Example: Enrich JSON

Enrich JSON

JSON (JavaScript Object Notation) is a lightweight data-interchange format. It is easy for humans to read and write. It is easy for machines to parse and generate.

One of the Json representation is a collection of name/value pairs. In various languages, this is realized as an object, record, struct, dictionary, hash table, keyed list, or associative arra

Json is one of the major data representations for both Human being and machine. Social media companies sends you streaming data if you request them through their API, for example, Twitter can stream you tweets in Json.

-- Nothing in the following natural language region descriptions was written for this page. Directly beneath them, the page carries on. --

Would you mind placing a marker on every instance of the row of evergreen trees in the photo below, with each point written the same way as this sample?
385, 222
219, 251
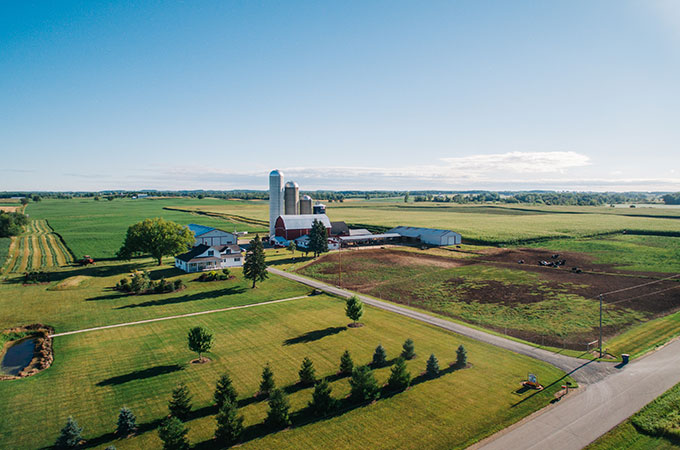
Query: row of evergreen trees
364, 389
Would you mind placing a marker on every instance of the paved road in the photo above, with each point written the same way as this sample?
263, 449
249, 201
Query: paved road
608, 395
584, 372
158, 319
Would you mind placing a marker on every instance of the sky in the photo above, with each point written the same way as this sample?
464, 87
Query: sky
398, 95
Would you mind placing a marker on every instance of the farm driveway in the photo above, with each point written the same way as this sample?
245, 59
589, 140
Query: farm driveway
609, 397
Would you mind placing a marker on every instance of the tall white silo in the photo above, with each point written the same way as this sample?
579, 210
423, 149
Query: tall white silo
275, 198
292, 198
306, 204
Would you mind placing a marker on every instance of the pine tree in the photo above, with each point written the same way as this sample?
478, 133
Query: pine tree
432, 366
322, 402
354, 309
278, 415
255, 267
224, 391
229, 424
180, 403
307, 372
364, 387
70, 435
127, 423
409, 349
173, 433
379, 357
461, 357
346, 363
199, 340
318, 238
399, 379
267, 384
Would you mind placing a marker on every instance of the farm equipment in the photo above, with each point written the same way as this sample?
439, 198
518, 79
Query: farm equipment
86, 260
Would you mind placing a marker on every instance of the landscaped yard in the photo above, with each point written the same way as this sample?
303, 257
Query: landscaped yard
96, 373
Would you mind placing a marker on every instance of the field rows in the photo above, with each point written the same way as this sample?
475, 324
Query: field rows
37, 248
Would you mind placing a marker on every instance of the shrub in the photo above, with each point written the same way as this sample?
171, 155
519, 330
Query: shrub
180, 403
461, 357
278, 415
229, 424
379, 357
307, 372
322, 402
346, 363
224, 391
127, 423
409, 351
70, 435
364, 387
399, 379
173, 433
267, 383
432, 368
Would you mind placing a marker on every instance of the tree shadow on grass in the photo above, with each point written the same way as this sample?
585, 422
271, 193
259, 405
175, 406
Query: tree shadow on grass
187, 298
141, 374
315, 335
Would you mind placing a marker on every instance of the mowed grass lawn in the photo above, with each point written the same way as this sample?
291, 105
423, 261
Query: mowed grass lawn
96, 373
97, 228
83, 297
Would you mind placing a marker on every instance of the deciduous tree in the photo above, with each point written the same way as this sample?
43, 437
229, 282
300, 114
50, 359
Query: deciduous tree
157, 237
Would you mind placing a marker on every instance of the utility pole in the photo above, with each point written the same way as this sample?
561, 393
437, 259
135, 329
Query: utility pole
600, 325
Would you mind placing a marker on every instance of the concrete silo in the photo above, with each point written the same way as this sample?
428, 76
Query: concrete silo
292, 198
306, 204
275, 198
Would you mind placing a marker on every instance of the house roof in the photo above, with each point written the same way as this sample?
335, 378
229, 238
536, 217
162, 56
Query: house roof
419, 231
304, 221
199, 229
194, 252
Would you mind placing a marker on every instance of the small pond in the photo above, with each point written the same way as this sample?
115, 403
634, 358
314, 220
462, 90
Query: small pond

However, after all, Json is just a text string, just a text string that has to follow given syntaxt in order for the machine to parse it. We human being can read a Json even it is syntactically incorrect.

The use case I would like to demonstrate is to add information to a given Json string and produce a new json string contains additional information, i.e, to enrich a Json.

Following is record 1

{

"visitorId": "v1",

"products": [{

"id": "i1",

"interest": 0.68

}, {

"id": "i2",

"interest": 0.42

}]

}

Following is record 2:

{

"visitorId": "v2",

"products": [{

"id": "i1",

"interest": 0.78

}, {

"id": "i3",

"interest": 0.11

}] }

Following is dimension definition:

"i1” is "Nike Shoes"

"i2" is "Umbrella“

"i3" is "Jeans“

Now define enrichment task: Turn the record 1, based upon dimension defined earlier, add a “name” attribute:

{

"visitorId": "v1",

"products": [{

"id": "i1",

"interest": 0.68

}, {

"id": "i2",

"interest": 0.42

}]

}

Into

{

"visitorId": "v1",

"products": [{

"id": "i1",

“name”: “Nike Shoes”,

"interest": 0.68

}, {

"id": "i2",

“name”: “Unbrella”,

"interest": 0.42

}]

}

Also, enrich record 2 the same way:

{

"visitorId": "v2",

"products": [{

"id": "i1",

"interest": 0.78

}, {

"id": "i3",

"interest": 0.11

}]

}

Into:

{

"visitorId": "v2",

"products": [{

"id": "i1",

“name”: “Nike Shoes”,

"interest": 0.78

}, {

"id": "i3",

“name”: “Jeans”,

"interest": 0.11

}]

}

I am going to use Scala for the Json enrichment task. Why Scala? Two reasons:

Scala has wealth of Json library that can parse and extract Json string easily.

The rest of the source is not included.